Kadinlar sizlerin düsündügü gibi budala degillerdir. Bunu bilmeseydiniz kadinlarla bu kadar ugrasmazdiniz. Ben erkeklere genelde hep aciyorum. Çünkü saflar. Bir kadin ugruna tüm hayatlarini mahvedebilecek kadar saflar, zayiflar. Bu zayifliklarinin da iradesizliklerinden kaynaklandigi malumunuz. Lütfen kadinlara bir kere daha, daha dikkatlice bakiniz. Karsinizda ayaklari yere basan, kendine güveni olan, akilli bir kadin gördügünüz zaman etkilenmez misiniz? Ürpermez misiniz? (Belki de az olduklari için bu kadar etkileyici oluyorlardir.)
Erkeklerin özellikle cinsellikte bu kadar zayif ve iradesiz olmalarinin nedenlerinden birini bir erkek arkadasim söyle izah etti: "Nedeni cok basit. Erkeklerin cinsel organlari disaridadir, kontrol edemezler. Kadinlarin cinsel organlari içeridedir ve istedikleri gibi kontrol edebilirler." Ve ekledi: "siz bizden çok güçlü ve akillisiniz, ama bunun farkinda degilsiniz."

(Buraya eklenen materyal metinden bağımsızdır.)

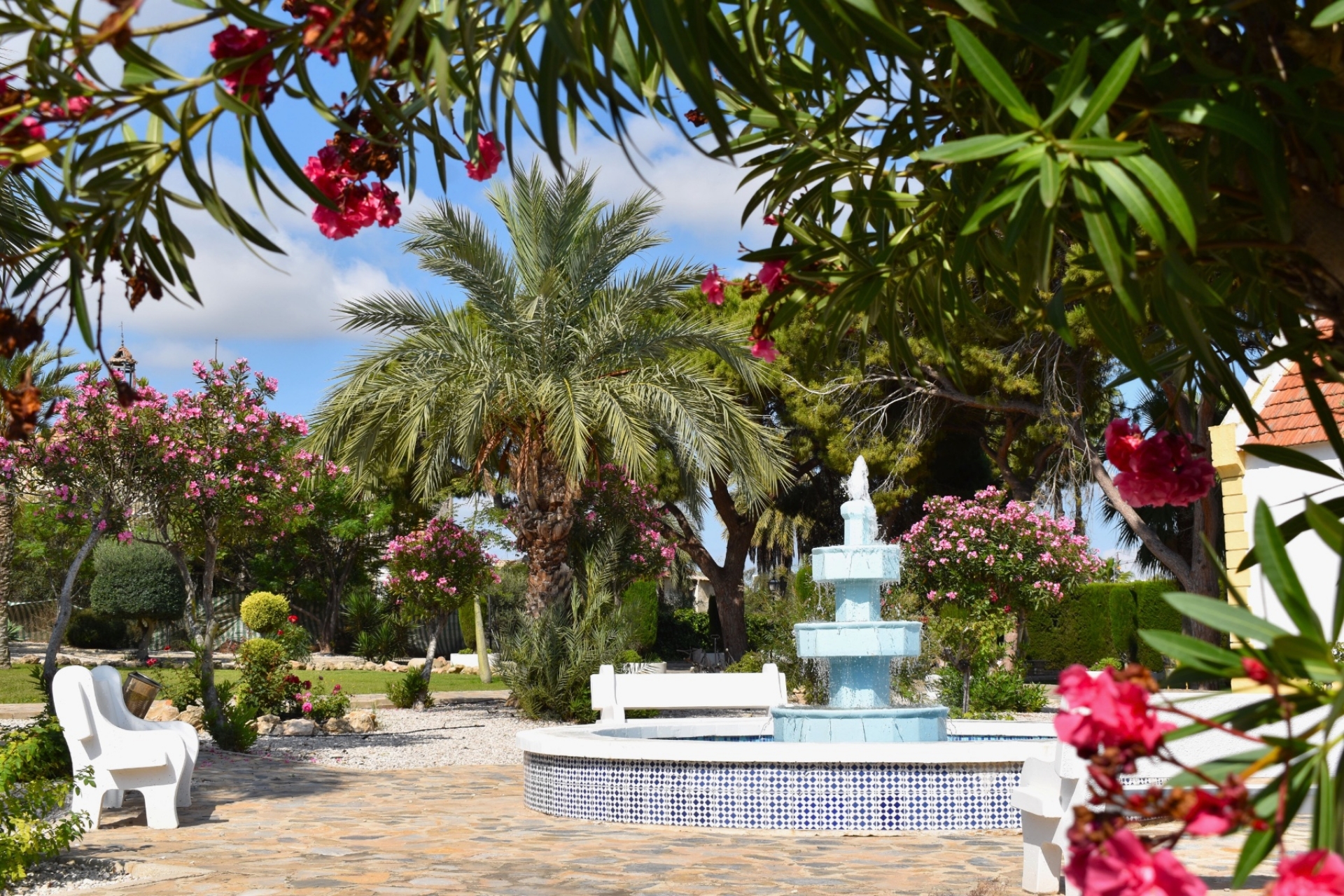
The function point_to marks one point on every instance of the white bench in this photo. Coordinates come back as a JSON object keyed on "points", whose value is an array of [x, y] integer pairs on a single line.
{"points": [[615, 694], [1046, 796], [125, 752]]}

Bu konulari yani icinde yasadigim karmasikligi, duygularimi, düsüncelerimi konustugum erkeklerin hepsi ama hepsi (erkek arkadaslar ve sevgililer) ayni cümleyi soylediler: "Karsina gerçek bir erkek çikmamis."
"Bana gerçek erkegin neye benzedigini, nasil düsündügünü söyleyin, o zaman onu arayayim" dedim. Hepsi de çaktirmadan kendini örnek vermeye baslayinca midem bulaniyor.
Aklima takilan birsey daha var; simdi Türkiye Cumhuriyeti'nin ilk kadin basbakani Tansu Çiller'den sonra bu ülkenin basina bir daha kolay kolay bir kadin basbakan gelmez herhalde. Yoksa "getirmezler" mi demem gerekirdi? Bir sürü erkek çikip onu nasil iktidara getirdiklerini anlatip durdu.
Ve son olarak, 45 yaslarindaki bir arkadasimin kadin-erkek iliskileri konusunda bana yazdigi mesajdan bir bölüm:
"Kadin mileti seçici oluyor. Bilinç altinda 'en iyi tohumu bulup döllenmek' var.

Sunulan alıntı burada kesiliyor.